UNIVERSITÁRIOS | EXERCÍCIOS

“Todo o meu desejo”

por Fabrizio Sinisi

Em dezembro, estudantes universitários de várias partes do mundo, participaram, na Itália, dos Exercícios Espirituais propostos por Comunhão e Libertação. E foram desafiados por padre Julián Carrón

Em Rímini, os jovens – todos estudantes universitários – são mais de quatro mil, aglomerados em silêncio fora dos pavilhões da Feira esperando para entrar. Quando os portões são abertos, apressam o passo, alguns até correm, buscando sentar-se o mais próximo possível do palco. Preparam as folhas para as anotações, as canetas, olham-se com curiosidade: cada um chega aqui com uma história particular e uma espera precisa. Muitos convidaram os amigos, como Bernardo, que estuda Letras em Milão: “Se o que vivemos é decisivo, se realmente sustenta tudo, então convidar alguém é ocasião para olhá-lo mais, para amá-lo mais. Ser convidado pode significar colocar uma pergunta sobre o que você é agora, sobre o que você realmente quer agora”. “A ti se dirige todo o meu desejo”, é o título dos Exercícios Espirituais deste ano. Já o “ti” – com “t” minúsculo – suscita um desafio: a qual “tu” pode se dirigir todo, todo o meu desejo? Padre Julián Carrón, que há anos prega pessoalmente os Exercícios dos Universitários de CL, aponta diretamente para o coração da situação de cada um. Uma situação frequentemente dramática. “Dúvida sobre a existência”, “fragilidade da vida”, “inconsistência de si mesmo”, “terror da impossibilidade”, “horror da desproporção entre si e o ideal”: são apenas alguns nomes do nosso drama contemporâneo. Este, diz Carrón, citando Giussani, é “o cerne da questão – e é daqui que se recomeça”. O que para todos significaria o fim – ou seja, a descoberta de ser estruturalmente incapaz de se realizar sozinho –, pode tornar-se o início de tudo: “Há, de fato, uma palavra que domina a experiência humana: é a palavra ‘desejo’”. Cada um, continua Carrón, pode verificar se, ainda mais profundo do que todos os nossos dramas, não permanece inextirpável o desejo de viver, o desejo de um “a mais”, o desejo de um significado que torne a vida realmente vida.
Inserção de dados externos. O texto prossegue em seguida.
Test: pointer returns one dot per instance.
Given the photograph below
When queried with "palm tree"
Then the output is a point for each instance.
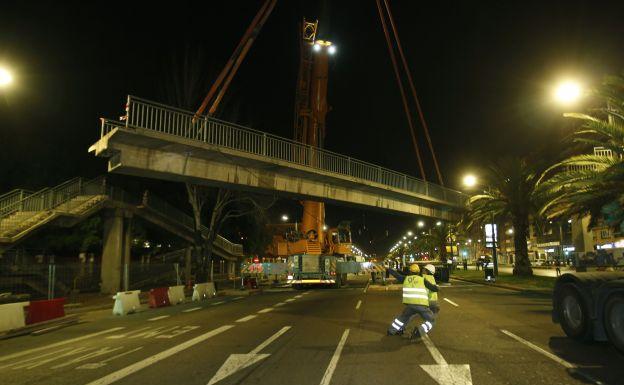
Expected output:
(592, 184)
(509, 196)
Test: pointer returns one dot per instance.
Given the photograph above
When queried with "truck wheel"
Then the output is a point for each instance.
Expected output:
(573, 314)
(614, 321)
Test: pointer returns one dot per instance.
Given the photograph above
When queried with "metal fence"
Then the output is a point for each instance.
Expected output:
(158, 117)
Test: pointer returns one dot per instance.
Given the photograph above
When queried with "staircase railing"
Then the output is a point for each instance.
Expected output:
(8, 200)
Gaber e o U2. É uma pergunta que desafia a todos. O silêncio tenso e comovido com que todos escutam a execução das duas músicas que Carrón deu como exemplo, demonstra isso: Il Desiderio (O desejo), do italiano Giorgio Gaber e a célebre I still haven’t found what I’m looking for (Eu ainda não encontrei o que procuro), da banda irlandesa U2. Esta, portanto – continua Carrón, citando Giussani –, é a dimensão que reconhecemos ter o desejo: “A atração profunda com a qual Deus nos chama a si”. Mas no fim, “qual é o horizonte do meu estudo?”, pergunta Simone, de Roma, quando saiu dos pavilhões da Feira. “Porque, se a perspectiva do meu estudo é o próprio estudo, não é humano vivê-lo”. Aqui, aprendo a estudar fazendo uma pergunta maior, perguntando quem sou eu”. Um olhar “humano”, define. E “um modo radicalmente novo de encarar o ‘livro cotidiano’: aqui, nos Exercícios, aprendo isso”; Fausto é de Bari, mas estuda Física em Trento. A Introdução terminou há pouco, mas já é um rio caudaloso. “Chegamos hoje em Rímini e antes do jantar percebi que todo o desejo, o motivo pelo qual vim, já não existia. Não sabia mais qual era a minha pergunta. No entanto, percebia a necessidade de ter algo a pedir, a verificar nestes dias. Assim, quando Carrón, na Introdução, nos disse para pedirmos ao Espírito Santo para sempre termos necessidade, para devolver-nos a nós mesmos, fui muito bonito. Era exatamente o que eu estava buscando! Enquanto o ouvia falar, entendi pela primeira vez que sentido tem esse voltar sempre à origem da estrutura humana. Normalmente penso que preciso de alguém que se limite a falar-me de Cristo, porque considero óbvio que O encontrei e O reconheci. Aqui, ao contrário, volta-se sempre “atrás”, se aprofundam os fatores, as dinâmicas constitutivas do meu ser... Penso que preciso de outra coisa, porém há algo de que preciso mais. Como posso realmente conhecer algo, entrar em relacionamento com alguém se não tenho consciência de quem eu sou, de como se move o meu coração?”.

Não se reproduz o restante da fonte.